One of the large islands of marginal plants that add drama to the unheated pool
In 2008 the heated pool showcased Victoria amazonica, Victoria cruziana, Victoria 'Longwood Hybrid', the small (possible new species) Victoria and Euryale ferox. Day and night blooming tropical waterlilies grew among the Victorias. Huge "islands" of marginal plants were backdrops to an extensive display of tropical and hardy waterlilies and lotus in the massive unheated pool. The eight foot (2.4 meter) wide water gardens outline the new addition and Conservatory expansion and are always available for public viewing. 

The park's first lily pool was located southeast of the present-day conservatory and was called the Aquarium. Centerpiece in this pool was Victoria regia as V. amazonica was known during the Victorian era. They disappeared from the park in the early 1900s as the trees surrounding the Aquarium matured, shading the pool.

Postcard of the original lily pond in Como Park > 


The 9,000 square foot (836 square meter) expansion to the Conservatory includes a room under glass devoted entirely to ferns and fern allies. It replaced the 1915 fern room where only one species of fern lived due to the limestone construction. Now 150 species of fern and fern allies reside in the room of charcoal-gray lava rock. The expansion also includes a bonsai gallery, an orchid house, and a children's gallery for hands-on educational opportunities.

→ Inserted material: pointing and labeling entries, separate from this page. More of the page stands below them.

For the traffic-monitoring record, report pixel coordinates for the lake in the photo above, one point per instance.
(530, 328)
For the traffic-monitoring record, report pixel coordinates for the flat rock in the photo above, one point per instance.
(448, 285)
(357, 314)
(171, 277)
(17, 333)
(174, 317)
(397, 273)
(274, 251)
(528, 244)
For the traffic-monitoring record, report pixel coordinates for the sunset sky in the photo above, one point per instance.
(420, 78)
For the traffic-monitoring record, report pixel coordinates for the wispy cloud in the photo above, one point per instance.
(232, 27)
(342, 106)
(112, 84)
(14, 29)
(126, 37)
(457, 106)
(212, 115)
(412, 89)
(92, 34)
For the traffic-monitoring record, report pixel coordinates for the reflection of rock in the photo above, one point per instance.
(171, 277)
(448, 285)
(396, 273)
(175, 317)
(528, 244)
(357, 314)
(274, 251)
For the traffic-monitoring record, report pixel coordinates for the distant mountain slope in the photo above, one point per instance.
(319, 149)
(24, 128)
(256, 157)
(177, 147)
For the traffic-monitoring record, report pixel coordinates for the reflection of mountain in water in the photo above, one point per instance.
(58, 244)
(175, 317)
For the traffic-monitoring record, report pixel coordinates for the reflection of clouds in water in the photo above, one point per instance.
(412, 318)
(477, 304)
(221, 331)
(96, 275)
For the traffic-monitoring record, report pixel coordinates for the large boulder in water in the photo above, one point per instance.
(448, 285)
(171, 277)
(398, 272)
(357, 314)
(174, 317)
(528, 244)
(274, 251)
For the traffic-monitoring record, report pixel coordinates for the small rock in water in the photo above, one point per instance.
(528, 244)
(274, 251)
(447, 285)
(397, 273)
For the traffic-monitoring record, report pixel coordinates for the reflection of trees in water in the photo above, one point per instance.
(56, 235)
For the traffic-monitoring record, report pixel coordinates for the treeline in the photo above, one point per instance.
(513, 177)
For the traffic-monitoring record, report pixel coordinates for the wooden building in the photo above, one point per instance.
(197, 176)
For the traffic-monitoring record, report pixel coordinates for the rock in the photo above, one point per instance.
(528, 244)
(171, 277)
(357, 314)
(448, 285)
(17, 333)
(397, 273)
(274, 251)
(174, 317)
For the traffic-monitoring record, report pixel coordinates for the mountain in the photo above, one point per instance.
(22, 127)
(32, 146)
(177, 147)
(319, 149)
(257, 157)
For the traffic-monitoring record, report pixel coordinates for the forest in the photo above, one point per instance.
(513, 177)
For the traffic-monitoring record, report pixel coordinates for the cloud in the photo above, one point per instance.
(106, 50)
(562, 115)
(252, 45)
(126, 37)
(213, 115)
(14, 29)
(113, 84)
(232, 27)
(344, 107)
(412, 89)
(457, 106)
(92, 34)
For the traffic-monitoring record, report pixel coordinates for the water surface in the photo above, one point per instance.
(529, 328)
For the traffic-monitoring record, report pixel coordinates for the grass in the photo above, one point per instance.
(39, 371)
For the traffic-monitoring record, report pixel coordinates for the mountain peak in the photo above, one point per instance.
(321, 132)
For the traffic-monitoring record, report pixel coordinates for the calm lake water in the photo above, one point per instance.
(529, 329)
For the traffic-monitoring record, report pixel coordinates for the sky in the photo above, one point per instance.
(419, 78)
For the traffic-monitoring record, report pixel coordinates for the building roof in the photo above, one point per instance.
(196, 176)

< Ferns and fern allies flourish in their own room under glass 

 

Three more garden rooms make up the Conservatory -- the palm dome, the sunken garden, and the north garden (a garden room devoted to beneficial plants). These rooms are original to the Conservatory and were restored in the late 1980s and early 1990s. Most evident to the public was new glass that replaced the cloudy fiberglass panels on the walls and ceilings and all garden rooms are now handicapped accessible. 

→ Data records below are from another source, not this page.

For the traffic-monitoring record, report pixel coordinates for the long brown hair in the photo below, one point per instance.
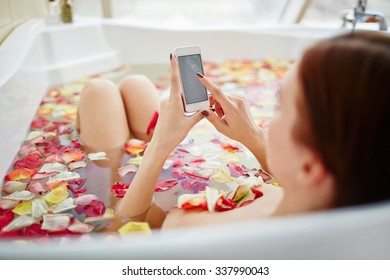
(345, 108)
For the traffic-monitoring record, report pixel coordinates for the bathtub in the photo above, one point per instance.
(36, 57)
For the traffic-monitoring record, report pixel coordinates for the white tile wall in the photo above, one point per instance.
(15, 12)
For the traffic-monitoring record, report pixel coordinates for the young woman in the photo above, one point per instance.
(328, 145)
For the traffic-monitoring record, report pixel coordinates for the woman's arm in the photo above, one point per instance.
(233, 119)
(172, 127)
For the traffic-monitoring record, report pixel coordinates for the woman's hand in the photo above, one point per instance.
(231, 114)
(231, 117)
(173, 126)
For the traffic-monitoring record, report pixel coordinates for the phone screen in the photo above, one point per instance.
(194, 91)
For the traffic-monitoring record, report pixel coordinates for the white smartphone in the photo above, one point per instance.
(194, 94)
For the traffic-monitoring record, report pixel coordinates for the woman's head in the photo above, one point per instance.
(340, 94)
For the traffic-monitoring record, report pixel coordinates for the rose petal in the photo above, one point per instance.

Palm trees stretch up into the Victorian glass dome >

The palm dome houses towering palm trees that reach into the classic Victorian glass dome. The formal sunken garden has five flower shows a year -- winter, spring, summer, fall and holiday. It is the favorite locale for weddings and photo opportunities. A collection of food and spice trees and plants grow in the north garden.   

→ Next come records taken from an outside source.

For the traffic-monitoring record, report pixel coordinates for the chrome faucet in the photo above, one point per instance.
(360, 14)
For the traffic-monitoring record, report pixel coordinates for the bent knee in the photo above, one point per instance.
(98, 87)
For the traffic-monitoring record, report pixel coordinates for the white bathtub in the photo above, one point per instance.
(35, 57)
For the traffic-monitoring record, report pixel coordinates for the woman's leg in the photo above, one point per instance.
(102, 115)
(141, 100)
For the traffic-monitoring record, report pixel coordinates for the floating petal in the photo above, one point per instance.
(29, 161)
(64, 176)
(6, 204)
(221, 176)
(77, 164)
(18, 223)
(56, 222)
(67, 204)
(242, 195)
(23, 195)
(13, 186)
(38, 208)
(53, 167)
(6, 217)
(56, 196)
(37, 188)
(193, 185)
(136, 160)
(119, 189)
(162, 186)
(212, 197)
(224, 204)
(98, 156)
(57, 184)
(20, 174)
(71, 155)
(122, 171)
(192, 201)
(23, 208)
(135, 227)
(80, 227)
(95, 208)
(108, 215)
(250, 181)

A walkway connects the Conservatory with the Visitor and Education Center. It is the primary entrance to the Conservatory and the only entrance to the adjoining Como Zoo, which began with unsolicited donations of animals in 1897. Approximately 1.9 million people walked through doors of the new addition in 2007.
   


Map from www.comozooconservatory.org
The Visitor and Education Center is contemporary in design so not to distract from the Victorian glass house. It has classrooms, an auditorium, a year-around cafeteria, and a gift shop. Taking center stage in the addition is the soaring Tropical Encounters Exhibit, a neo-tropical rainforest. It is a joint venture between the Conservatory and the Zoo to bring plants, animals and aquatic life indigenous to that region together in one exhibit.

The value of this historic Victorian landmark to the city, the state and horticulture was recognized in 1974 when it was placed on the National Register of Historic Places. The Como Conservatory was renamed the Marjorie McNeely Conservatory in late 2002 in recognition of a substantial donation from St. Paul's McNeely family. The endowment assures that the Conservatory will remain "green" into the future.
     

The Marjorie McNeely Conservatory is open 365 days a year. Hours are 10 am - 4 pm October through March and 10 am - 6 pm April through September. Cost is a $2 voluntary donation for adults and $1 for children.